When we register for an event, our thoughts immediately turn to how we’re going to train. And by ‘train’, we mean getting our body physically ready for the pressures we’re going to put it under. Little attention is given to what you need to do mentally to succeed. This is your how-to to deal with pre-event anxiety.
Professional sports people have worked for years and years on dealing with the mental pressures of competing and slowly but surely, us amateurs are taking notice. You don’t want your mind to be the limiting factor come event day. The mental health charity Mind have provided some helpful hints and tips of how to get to the Tough Mudder start line in your best ever mental shape. These should give you that extra 10% to rely on when your legs want to give in.
7 Mental Preparation Techniques To Deal With Pre-Event Anxiety
Give yourself as little to worry about as possible
Have all of your kit packed and ready to go the night before. If your alarm fails to go off, you know you can run down the stairs, grab your bag and go. If all’s going well,
you’ve got time to relax, breathe deep and visualize. The key is to think about what might happen – prepare yourself for as many eventualities as possible. This will
minimise the chances of any unwanted surprises.
Have a plan and focus on what you can control
The weather is beyond your control, so don’t worry about that. What you can do is make a plan and stick to it. Don’t fly out of the blocks and get swept away with the
occasion – your training has prepared you well and you should have an idea of your ‘running pace’.
Make yourself familiar with the course in the week before the event
Where can you expect any supporters to be stood, if applicable? If you are familiar with the course (including the obstacles that you’ll face), you will have things to look
forward to enroute. If you know what the course looks like, you will be familiar with your surroundings. With the Tough Mudder tips, blogs and YouTube
videos available, you can get a real idea of what’s going to be in front of you on the day.
Visualise your course – pre-event preparation isn’t just physical
Sit down in the run up to the event and imagine the good, the bad and the ugly of the event. Imagine how it might feel at certain points on the course and arm yourself with
methods to banish the demons. If you know what might happen, you are half way to ensuring you’re strong enough to carry on whatever is thrown at you.
Discomfort and self-doubt are part and parcel of running; being able to overcome them through mental rehearsal and preparation will push you through the barriers
towards a strong finish and the joy of the finish line.
Don’t do anything new on the day
If you train like you plan to run, there should be no surprises before or during the event and you’ll be familiar with all aspects of the day. Eat what you always eat, drink
what you always drink and wear what you always wear.
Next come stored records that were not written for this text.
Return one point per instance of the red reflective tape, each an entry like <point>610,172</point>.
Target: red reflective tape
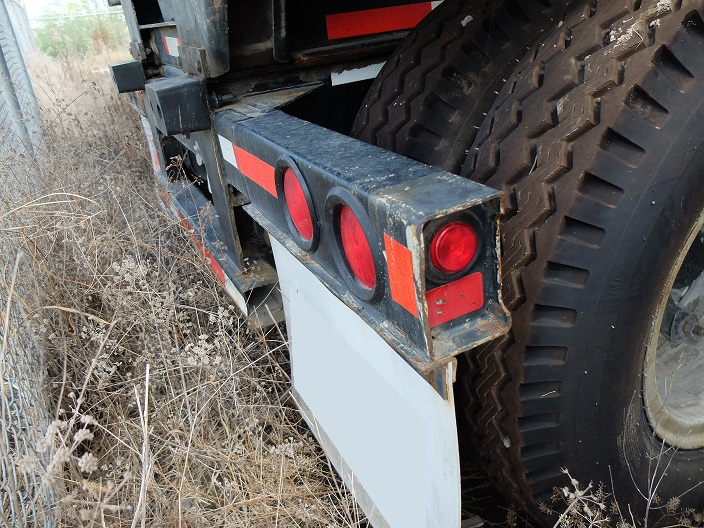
<point>256,170</point>
<point>214,265</point>
<point>455,299</point>
<point>400,264</point>
<point>372,21</point>
<point>173,52</point>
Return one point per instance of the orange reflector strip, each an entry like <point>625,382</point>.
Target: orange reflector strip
<point>256,170</point>
<point>372,21</point>
<point>455,299</point>
<point>400,264</point>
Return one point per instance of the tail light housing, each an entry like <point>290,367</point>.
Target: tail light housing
<point>298,205</point>
<point>453,247</point>
<point>355,247</point>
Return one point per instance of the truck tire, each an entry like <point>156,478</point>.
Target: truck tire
<point>596,140</point>
<point>433,92</point>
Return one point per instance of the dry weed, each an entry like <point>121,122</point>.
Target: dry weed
<point>167,409</point>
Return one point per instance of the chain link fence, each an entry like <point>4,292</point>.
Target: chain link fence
<point>24,417</point>
<point>19,114</point>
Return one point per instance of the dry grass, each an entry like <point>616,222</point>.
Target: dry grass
<point>168,410</point>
By all means, sip from a bottle of water or energy drink, but don’t chug the lot – the likelihood is that it’ll cause you to need a pit stop during the course.
Your dry mouth isn’t due to dehydration or thirst; it’s due to anxiety and the adrenaline your body is preparing for when the starting gun goes ‘bang’. When you’re in familiar surroundings with very few ‘new’ things going on, you will be much more comfortable.
Take some time out
Your emotions can quite easily take charge of your mind, so you need to take some time out and breathe deep. Collect your thoughts and emotions somewhere quiet. Have one final visualisation session and just relax – you are about to come to the end of a very long journey. Remind yourself that you’ve worked hard to be here and your body and mind are ready.
Have some emotional triggers ready and remind yourself why you’re running. The run you’re about to do will probably push you to the limit and you might want to stop, slow down or give in. When your mind starts to challenge your desire to continue, have something powerful at the back of your mind to remind you why you’re running and why you shouldn’t give in.
Remind yourself that the course is your procession
It’s your reward for all that training; for heading out of the door come rain or shine, light or dark. The hard work is undertaken during training, the event/ course is the celebration. When you cross that finish line, you’ve achieved something incredible and you’ve earned every single bit of it. All you need to do is cover the distance between the start and the finish line – go out there, run hard and enjoy it. You’ve done something incredible.